In 1973 Peace Talks held in Paris seemed to hold out some hope for a Peace in North and South Vietnam. However by 1975 South Vietnam was invaded and ultimately the North prevailed to form the Republic of Vietnam. Many from the South became refugees in parts of Asia and some came to Australia, including to the Illawarra. We now see Vietnamese owned Bakeries and Restaurants, not mention Artists, Steelworkers and even an ex Indochinese Refugee playing the Bagpipes for ANZAC Day Services – further diversifying our rich heritage mix in the Illawarra.
In 1987 the Vietnam Veterans finally got their “Welcome Home March”, which they felt robbed of in the later years of the conflict. Attitudes have moved to one of more respect for our Vietnam Veterans, recognising that it was the Government of the Day which shoulder responsibility for the actions of that era. RSL Sub Branches now often only survive on the support of the Vietnam Veterans, both local and those who moved into the area in the years afterwards. Some of those who have moved into our area include the family of the late W O Kevin “Dasher” Wheatley VC. However there is still an element that bears a great deal of hostility to Vietnam Veterans and their families – and appears to recently be exploited by elements of the media.
By and large the Australian Army approach was based on their Jungle Warfare experience gained in Malaya. This contrasted with the widespread bombing and destruction of villages, crops and vegetation by US forces which alienated many Vietnamese locals. Although the RAAF did participate in some bombing raids. There have also been claims, counter claims and denials of a massacre of civilians near Nui Dat.

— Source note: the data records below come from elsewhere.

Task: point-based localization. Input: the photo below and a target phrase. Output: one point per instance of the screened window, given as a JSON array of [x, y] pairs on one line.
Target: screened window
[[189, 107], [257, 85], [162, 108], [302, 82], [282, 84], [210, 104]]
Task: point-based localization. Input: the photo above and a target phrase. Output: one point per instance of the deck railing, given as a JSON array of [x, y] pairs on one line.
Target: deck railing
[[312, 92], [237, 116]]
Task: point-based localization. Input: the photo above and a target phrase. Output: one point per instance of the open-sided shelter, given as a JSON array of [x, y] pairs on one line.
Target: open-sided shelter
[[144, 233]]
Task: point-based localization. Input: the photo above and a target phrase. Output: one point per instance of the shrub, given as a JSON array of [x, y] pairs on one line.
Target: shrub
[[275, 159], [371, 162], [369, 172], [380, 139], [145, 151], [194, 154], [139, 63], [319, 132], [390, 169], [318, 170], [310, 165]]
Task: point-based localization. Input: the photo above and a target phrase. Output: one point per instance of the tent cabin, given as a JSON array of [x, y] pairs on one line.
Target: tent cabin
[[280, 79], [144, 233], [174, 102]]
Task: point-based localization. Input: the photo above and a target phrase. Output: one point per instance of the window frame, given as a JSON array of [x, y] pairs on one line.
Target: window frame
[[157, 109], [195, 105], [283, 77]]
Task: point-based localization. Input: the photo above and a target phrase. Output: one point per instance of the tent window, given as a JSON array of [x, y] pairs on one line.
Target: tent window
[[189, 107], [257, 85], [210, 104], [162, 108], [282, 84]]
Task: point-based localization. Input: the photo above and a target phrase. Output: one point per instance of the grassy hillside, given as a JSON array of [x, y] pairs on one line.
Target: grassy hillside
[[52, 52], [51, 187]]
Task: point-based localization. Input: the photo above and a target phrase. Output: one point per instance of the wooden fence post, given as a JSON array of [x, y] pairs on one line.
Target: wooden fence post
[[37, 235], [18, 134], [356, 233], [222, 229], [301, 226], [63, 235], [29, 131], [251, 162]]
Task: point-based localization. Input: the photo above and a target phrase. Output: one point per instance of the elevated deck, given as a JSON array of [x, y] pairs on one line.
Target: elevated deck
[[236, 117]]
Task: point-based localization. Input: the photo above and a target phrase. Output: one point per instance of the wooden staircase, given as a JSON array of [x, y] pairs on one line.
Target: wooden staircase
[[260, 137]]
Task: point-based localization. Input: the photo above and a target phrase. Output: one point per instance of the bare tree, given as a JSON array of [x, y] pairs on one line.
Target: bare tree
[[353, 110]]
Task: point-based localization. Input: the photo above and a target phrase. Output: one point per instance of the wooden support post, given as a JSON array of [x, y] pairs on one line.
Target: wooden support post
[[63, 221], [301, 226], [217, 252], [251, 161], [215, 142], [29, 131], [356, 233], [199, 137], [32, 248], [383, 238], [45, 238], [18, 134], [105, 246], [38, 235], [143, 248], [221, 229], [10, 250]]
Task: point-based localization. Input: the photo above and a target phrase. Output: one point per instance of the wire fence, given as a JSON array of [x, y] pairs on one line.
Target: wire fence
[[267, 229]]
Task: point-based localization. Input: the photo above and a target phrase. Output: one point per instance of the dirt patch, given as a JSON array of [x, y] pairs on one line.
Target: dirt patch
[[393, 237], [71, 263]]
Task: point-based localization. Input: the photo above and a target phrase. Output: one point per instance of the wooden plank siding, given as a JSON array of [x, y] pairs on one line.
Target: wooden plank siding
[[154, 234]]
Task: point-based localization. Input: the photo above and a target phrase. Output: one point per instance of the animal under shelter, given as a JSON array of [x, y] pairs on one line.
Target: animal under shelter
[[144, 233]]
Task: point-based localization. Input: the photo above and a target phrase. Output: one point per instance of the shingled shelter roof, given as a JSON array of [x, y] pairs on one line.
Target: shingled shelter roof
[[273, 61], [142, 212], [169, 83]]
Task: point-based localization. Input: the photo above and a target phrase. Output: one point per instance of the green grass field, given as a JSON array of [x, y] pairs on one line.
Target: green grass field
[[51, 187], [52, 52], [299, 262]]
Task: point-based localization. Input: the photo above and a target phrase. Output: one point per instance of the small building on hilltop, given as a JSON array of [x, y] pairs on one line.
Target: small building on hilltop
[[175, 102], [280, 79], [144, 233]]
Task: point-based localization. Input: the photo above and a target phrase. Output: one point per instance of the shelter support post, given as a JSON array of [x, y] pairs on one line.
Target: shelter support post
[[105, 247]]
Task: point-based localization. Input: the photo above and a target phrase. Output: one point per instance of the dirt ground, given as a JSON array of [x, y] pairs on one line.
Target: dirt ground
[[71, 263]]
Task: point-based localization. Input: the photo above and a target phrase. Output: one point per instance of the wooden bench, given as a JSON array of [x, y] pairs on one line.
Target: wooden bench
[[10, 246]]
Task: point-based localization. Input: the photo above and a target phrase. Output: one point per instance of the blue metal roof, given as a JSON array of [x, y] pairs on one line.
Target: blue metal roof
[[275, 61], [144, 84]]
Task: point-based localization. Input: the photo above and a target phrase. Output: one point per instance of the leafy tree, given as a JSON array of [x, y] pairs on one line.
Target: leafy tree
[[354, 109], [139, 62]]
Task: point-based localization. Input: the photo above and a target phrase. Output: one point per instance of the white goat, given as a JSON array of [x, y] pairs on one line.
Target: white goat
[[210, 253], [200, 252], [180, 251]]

Many Vietnam Veterans have PTSD – Post Traumatic Stress Disorder – some would put it at as much as 30%. This is not surprising as it was experienced by WW1 and WW2 veterans as well. Across all these conflicts such PTSD has also impacted Veterans’ families. And there has been the legacy of chemical exposures such as Agent Orange from Vietnam. Some would claim that there had been chemical exposures by a number of service personnel in the Korean war – although this has been disputed in the past.
Vietnam’s legacy has been also to see a change in Australia’s military direction – rather than a more aggressive forward facing, and instead to a focus on defence of the Australian Continent.
Many RSL Sub Branches have made sure that personnel deployed to other more recent conflicts, and particularly on their return, are recognised and supported with care packages .
Our Black Diamond Heritage Centre has embarked on an exhibition focusing on “Illawarra in the Vietnam Years and Afterwards”. Why a Railway Museum doing Vietnam ? In fact Illawarra Conscripts were instructed to report to Wollongong Railway Station and to a specific railway carriage for their trip to Sydney to start their period of service. And in there is one of the most extraordinary acts of protest, in front of a train conveying Illawarra conscripts to Sydney.
The exhibition will be Illawarra focused – with photos of Illawarra people who served in Vietnam during their tour of duty and of those who followed their consciences along a different path.
Acknowledgement – this exhibition has been made possible by many very, very different people from across the Illawarra sharing their time and views over the years since the Vietnam War. People who were from different political persuasions and vastly divergent perspectives of the Vietnam War and Conscription Debates. For this we are grateful, as we try to present what happened from these different perspectives.